Although Dave Chappelle’s “Block Party” is by no means a Hollywood picture and has “DVD Bonus Disc” written all over it, there is no doubt that the only place it does belong is in every theater in America.
For those of you who had no idea that Chappelle has a movie in theaters until now, you’re probably not alone. “Block Party” is a documentary directed by Michel Gondry (“Eternal Sunshine of a Spotless Mind”) and produced by Chappelle. The film showcases a dozen of the biggest names in rap and hip-hop through a concert that was held in Brooklyn in 2004. We’re talking Kanye West, Mos Def, Talib Kweli, Common, Dead Prez, Erykah Badu, Jill Scott, the Roots, Cody Chesnutt, Big Daddy Kane and a little group called the Fugees. That’s right, the Fugees. I have to admit, aside from the Fugees, I can’t name a single song by any of these artists. But for Chapelle, that’s exactly how he wanted it.
With a 95 percent white audience in my theater, it didn’t take long to figure out what the comic genius of Dave Chappelle was up to. The film goes behind the scenes of the concert and showcases not only every artist’s music, but also their messages that are ignored across the nation simply because their music is seen as nothing but profanity doused in sexual music. These artists aren’t singing or rapping about how they just broke up with their boyfriend or girlfriend but rather how they are political prisoners in America and that the black population has been one of the most discriminated against minorities for the past 30 years. And here’s the goofy Dave Chappelle letting the camera speak for itself, resurrecting issues that the dominant white population has forgotten about since the ’60s.
Bravo, Dave. Bravo.
On top of Chappelle’s black power movement and hip-hop jamming concert, there’s plenty of white-bashing and chicken-eating jokes to go around. Whether he’s convincing old women from his hometown to come to his party or telling kids in a classroom to call him “Black Bush,” Chappelle never fails to make you laugh and, most importantly, enjoy yourself while taking in such a powerful message. Considering the amount of time dedicated to musical performances and non-comedic scenes, revealing any of the surprisingly real people in the film would be too much of a spoiler. Anyone already in love with Chappelle’s work or has any sense of humor in general will readily enjoy what “Block Party” has to offer.

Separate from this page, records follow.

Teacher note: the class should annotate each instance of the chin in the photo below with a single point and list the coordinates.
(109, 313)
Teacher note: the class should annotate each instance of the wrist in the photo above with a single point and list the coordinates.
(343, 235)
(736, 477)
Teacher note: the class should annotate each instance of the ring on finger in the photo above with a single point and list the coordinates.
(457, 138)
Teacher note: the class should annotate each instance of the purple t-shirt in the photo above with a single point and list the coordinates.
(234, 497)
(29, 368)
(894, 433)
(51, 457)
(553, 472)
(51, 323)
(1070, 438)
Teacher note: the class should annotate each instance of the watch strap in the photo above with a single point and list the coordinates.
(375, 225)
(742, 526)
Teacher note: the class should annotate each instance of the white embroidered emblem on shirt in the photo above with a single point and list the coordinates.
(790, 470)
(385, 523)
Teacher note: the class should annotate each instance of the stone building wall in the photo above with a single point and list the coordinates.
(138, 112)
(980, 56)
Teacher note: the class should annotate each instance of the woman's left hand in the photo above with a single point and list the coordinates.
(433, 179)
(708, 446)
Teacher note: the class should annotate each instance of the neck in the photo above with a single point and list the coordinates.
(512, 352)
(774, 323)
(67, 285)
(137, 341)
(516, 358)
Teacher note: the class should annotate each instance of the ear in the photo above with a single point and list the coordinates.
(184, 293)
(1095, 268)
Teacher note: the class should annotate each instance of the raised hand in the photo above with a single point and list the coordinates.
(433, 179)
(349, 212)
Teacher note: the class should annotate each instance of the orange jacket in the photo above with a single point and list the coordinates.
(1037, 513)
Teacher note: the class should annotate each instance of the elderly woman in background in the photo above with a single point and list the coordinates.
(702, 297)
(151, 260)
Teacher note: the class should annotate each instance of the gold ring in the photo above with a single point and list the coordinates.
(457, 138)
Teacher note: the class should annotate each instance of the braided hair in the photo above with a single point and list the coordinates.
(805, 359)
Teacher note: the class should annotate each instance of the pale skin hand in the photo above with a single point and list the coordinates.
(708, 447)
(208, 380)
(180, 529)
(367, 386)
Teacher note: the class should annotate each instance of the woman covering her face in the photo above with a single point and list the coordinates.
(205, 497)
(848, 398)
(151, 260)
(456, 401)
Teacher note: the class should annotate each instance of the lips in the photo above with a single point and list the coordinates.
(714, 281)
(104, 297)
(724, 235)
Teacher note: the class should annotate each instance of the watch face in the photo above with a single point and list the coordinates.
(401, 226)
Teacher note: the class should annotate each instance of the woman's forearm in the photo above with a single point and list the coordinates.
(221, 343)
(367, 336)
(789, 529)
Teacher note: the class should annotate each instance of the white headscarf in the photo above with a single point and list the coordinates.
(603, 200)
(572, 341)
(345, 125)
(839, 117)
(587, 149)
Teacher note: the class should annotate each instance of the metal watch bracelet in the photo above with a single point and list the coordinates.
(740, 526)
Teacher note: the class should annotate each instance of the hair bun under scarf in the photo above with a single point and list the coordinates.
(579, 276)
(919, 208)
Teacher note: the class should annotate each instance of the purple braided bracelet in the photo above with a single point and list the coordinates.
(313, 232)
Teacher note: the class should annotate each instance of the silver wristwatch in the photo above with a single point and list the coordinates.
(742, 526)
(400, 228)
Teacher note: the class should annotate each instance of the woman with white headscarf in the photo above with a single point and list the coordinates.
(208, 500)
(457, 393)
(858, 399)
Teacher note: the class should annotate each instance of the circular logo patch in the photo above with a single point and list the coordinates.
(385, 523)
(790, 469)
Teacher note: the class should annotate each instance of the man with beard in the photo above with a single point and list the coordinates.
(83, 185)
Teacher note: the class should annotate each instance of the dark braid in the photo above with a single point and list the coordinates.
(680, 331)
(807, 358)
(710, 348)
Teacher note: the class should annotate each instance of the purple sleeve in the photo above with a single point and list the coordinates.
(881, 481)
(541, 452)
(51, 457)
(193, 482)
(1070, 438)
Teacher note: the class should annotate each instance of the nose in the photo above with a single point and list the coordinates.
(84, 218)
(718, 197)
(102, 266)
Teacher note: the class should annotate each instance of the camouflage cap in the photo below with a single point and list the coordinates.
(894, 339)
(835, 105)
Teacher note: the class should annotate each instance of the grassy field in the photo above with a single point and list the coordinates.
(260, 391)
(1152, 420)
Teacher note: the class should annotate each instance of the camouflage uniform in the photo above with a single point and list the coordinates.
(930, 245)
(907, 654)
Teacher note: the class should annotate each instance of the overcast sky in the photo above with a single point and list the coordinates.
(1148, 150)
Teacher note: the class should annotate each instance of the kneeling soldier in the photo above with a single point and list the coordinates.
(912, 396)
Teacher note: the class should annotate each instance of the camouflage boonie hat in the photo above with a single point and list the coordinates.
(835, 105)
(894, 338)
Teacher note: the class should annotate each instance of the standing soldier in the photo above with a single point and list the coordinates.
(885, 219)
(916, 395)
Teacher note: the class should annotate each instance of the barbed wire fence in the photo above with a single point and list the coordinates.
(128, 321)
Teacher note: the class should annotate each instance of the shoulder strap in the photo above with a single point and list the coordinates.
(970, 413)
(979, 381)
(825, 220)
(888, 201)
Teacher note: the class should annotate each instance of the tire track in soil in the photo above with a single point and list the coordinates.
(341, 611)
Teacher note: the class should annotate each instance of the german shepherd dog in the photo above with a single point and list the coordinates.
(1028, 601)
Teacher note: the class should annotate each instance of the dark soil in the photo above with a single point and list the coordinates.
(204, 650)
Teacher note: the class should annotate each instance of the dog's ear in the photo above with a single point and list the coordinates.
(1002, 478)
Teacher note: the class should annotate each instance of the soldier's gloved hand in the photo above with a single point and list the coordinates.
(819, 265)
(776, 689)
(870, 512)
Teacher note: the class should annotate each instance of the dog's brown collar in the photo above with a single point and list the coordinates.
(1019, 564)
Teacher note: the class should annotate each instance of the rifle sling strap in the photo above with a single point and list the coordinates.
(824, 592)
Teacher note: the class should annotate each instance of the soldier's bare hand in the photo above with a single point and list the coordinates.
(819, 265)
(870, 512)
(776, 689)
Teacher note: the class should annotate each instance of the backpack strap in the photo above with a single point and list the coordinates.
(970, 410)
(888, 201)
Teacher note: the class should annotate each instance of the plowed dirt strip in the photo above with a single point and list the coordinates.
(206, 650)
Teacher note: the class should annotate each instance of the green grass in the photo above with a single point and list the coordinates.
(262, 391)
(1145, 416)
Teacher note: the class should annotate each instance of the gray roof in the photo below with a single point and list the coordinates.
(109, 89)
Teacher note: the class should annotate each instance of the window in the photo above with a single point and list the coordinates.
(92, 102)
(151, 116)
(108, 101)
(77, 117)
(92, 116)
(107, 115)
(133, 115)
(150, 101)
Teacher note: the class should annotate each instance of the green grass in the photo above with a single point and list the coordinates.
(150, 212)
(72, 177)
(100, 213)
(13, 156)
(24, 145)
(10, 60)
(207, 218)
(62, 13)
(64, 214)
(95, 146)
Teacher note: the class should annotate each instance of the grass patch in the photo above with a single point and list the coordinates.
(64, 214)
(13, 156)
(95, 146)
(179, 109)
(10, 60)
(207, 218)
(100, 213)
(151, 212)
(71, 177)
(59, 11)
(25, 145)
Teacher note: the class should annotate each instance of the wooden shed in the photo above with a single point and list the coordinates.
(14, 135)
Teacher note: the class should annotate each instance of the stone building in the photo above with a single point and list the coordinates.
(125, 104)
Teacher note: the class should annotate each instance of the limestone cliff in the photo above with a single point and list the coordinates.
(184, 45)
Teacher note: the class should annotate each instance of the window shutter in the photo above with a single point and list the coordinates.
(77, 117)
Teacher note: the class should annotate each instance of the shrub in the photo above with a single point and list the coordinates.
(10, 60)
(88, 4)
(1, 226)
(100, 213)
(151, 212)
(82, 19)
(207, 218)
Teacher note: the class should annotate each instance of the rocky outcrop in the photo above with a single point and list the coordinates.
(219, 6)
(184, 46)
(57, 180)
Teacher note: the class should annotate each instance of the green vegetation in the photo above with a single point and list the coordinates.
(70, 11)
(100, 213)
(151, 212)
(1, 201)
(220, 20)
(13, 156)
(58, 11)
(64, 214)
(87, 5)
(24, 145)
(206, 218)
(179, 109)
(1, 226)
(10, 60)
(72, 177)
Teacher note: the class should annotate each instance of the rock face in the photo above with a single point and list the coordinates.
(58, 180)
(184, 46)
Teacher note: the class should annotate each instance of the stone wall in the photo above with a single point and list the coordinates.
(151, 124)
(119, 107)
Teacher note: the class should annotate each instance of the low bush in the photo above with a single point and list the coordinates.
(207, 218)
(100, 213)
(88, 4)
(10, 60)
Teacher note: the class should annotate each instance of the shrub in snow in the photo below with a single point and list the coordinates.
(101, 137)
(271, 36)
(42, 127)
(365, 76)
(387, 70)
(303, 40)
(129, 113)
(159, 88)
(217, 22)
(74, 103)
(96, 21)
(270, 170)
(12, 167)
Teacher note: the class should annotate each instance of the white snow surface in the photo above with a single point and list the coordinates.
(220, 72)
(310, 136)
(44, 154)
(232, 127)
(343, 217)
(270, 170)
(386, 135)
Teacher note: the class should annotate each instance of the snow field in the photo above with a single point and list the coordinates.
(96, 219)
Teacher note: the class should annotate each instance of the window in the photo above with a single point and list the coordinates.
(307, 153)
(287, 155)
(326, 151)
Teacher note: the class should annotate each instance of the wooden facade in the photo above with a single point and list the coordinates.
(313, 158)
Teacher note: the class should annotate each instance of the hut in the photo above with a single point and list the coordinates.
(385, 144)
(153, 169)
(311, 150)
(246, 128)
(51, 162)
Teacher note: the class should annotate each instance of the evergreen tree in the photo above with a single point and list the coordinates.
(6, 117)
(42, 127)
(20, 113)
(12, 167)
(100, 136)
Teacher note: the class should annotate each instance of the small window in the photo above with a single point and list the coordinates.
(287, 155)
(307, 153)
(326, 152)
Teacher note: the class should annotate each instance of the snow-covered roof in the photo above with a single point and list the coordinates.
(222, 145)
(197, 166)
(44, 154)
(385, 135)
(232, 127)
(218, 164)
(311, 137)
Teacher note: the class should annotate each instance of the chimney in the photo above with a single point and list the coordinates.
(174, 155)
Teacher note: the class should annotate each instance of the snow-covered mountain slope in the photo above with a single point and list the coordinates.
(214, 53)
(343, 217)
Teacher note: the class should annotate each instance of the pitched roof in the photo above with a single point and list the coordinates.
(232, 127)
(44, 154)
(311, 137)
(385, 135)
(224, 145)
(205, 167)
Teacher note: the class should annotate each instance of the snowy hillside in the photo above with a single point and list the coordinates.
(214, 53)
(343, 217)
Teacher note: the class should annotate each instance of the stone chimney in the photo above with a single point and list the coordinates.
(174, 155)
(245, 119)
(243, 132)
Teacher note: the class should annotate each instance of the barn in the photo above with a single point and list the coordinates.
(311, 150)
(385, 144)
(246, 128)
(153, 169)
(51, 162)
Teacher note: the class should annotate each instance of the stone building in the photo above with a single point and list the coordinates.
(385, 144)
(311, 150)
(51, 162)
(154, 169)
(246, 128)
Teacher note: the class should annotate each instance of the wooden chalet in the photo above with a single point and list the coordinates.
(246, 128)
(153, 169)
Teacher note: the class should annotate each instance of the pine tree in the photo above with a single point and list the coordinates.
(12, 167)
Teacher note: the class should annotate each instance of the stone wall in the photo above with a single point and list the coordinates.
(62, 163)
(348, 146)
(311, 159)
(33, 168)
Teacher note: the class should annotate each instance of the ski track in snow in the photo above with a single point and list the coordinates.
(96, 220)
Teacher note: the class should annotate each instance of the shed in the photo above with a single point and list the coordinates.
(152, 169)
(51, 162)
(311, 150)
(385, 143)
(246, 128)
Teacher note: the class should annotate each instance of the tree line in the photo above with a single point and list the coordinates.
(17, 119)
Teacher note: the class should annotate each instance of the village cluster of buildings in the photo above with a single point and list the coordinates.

Unfortunately, much like how the heavens decided to open up and pour rain on Chappelle’s party, it can’t all be perfect. Of all the possible failures “Block Party” could have had, its main weakness lies within its direction and editing. Gondry, who is actually known for his music video career, seems to have no idea how to make a concert-based film. He cuts away during the best part of a song or dramatic scene and organizes the entire story as if his mother had told him to clean his room; everything just gets thrown in the closet, disorganized but still appearing clean. Apparently Gondry didn’t get the memo titled, “If the Fugees ever come back together and play ‘Killing me softly,’ don’t ever cut to another scene in the middle of it.”
Nevertheless, what Chappelle and friends have done should not be ignored like the material shown within “Block Party.” There’s so much to experience with “Block Party” and only the images and music can paint the entire picture. The sense of cultural wholeness that Chappelle creates is beautiful and should not be forgotten. Nor should it take another 30 years for us to see more of it.
Chappelle is certainly on his way to becoming the next Richard Pryor in both his comedic and serious work. If you want to gain a new respect for Chappelle or rap music in general, get in on this party; you won’t regret it.